Donc, cette interview se passe au moment où l'assemblée étudie un projet de loi ouvrant la PMA aux couples de femmes, et où S. A. viens de publier un manifeste politique s'y opposant.
Mais moi, ma démarche est philosophique. Donc j'essaie de comprendre un peu dans l'histoire humaine le rapport très problématique de l'homme à son corps et à sa chair. Il a toujours rêvé de s'en échapper. Et aujourd'hui, en lisant, je ne sais pas, une juriste comme Marcela Iacub, par exemple. Elle nous dit que le but est de se passer de son corps pour procréer et de surmonter finalement cet état de mammifère sous- développé qui est le nôtre en ce moment. Je pense que notre rapport à la chair, au corps, au désir de s'en émanciper non plus aujourd'hui en ayant un corps glorieux dans l'autre monde, mais à partir des techniques.

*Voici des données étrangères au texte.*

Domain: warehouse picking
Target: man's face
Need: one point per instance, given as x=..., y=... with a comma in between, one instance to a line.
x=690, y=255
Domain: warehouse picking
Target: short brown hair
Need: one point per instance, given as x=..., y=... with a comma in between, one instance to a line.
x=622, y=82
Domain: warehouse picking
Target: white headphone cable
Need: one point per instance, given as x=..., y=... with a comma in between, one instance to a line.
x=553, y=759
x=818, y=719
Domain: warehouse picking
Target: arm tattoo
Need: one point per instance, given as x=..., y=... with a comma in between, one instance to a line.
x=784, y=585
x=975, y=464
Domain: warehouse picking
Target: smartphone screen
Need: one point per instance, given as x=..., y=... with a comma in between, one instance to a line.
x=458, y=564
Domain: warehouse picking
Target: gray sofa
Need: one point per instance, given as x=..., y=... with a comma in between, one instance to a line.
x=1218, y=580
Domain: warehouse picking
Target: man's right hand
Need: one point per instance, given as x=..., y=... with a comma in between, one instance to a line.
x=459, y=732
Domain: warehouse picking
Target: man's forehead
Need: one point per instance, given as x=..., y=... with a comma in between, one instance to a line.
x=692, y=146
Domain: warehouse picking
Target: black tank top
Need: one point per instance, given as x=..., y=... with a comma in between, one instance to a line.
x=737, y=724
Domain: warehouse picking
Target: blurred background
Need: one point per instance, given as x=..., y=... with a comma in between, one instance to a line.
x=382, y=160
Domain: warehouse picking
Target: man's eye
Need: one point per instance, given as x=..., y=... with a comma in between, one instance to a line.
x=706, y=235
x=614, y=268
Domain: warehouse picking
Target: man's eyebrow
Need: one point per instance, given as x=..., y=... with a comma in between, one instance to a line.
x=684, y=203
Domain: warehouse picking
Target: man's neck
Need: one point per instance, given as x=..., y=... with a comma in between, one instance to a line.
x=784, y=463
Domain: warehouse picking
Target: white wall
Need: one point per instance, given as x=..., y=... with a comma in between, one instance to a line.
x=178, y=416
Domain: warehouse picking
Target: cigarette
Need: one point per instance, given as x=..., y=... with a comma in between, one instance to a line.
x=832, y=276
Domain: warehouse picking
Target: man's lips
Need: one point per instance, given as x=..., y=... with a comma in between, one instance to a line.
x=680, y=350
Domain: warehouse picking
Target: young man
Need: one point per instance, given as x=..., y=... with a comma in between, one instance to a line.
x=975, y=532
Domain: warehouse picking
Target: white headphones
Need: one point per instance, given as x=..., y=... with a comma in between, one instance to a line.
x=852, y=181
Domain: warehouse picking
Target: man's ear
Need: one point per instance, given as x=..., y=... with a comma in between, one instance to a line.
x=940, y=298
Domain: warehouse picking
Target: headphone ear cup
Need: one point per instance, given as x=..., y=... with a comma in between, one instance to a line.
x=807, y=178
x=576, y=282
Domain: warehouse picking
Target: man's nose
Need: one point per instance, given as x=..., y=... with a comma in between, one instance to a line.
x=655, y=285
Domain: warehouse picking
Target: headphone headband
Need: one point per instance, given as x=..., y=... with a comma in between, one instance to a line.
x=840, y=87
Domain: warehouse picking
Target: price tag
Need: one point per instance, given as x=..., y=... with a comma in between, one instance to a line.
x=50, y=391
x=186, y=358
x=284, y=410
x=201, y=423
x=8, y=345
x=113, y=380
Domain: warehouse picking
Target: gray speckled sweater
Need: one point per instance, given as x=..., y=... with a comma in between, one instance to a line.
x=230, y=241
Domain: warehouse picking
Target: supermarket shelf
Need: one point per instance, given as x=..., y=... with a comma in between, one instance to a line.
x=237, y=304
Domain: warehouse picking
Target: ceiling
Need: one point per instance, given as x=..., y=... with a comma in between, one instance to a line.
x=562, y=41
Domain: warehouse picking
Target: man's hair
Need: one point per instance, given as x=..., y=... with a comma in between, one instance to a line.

* la démarche n'est pas que philosophique, elle est clairement aussi politique - c'est attesté par le contexte, la collection dans laquelle est publié le manifeste, les auditions de S. A. par les parlementaires, etc.
* La question de l'évolution du rapport au corps dans la société est super intéressant, mais ce qui motive les couples lesbiens à recourir à la PMA, ce n'est pas le désir de "se passer de son corps pour procréer", c'est qu'elles n'ont pas le choix.
C'est à ça que nous sommes confrontés et c'est ce rêve qui est alimenté d'une certaine manière par les industries qui produisent non seulement des machines, des robots, etc. Mais aussi à travers les biotechnologies qui produisent du corps humain et qui, du coup, génèrent aussi un marché du corps humain qui m'inquiète au tout au premier chef.
* La loi française encadre très rigoureusement la PMA, en interdisant toute marchandisation du corps. L'ouverture de la PMA aux couples de femmes n'y change rien.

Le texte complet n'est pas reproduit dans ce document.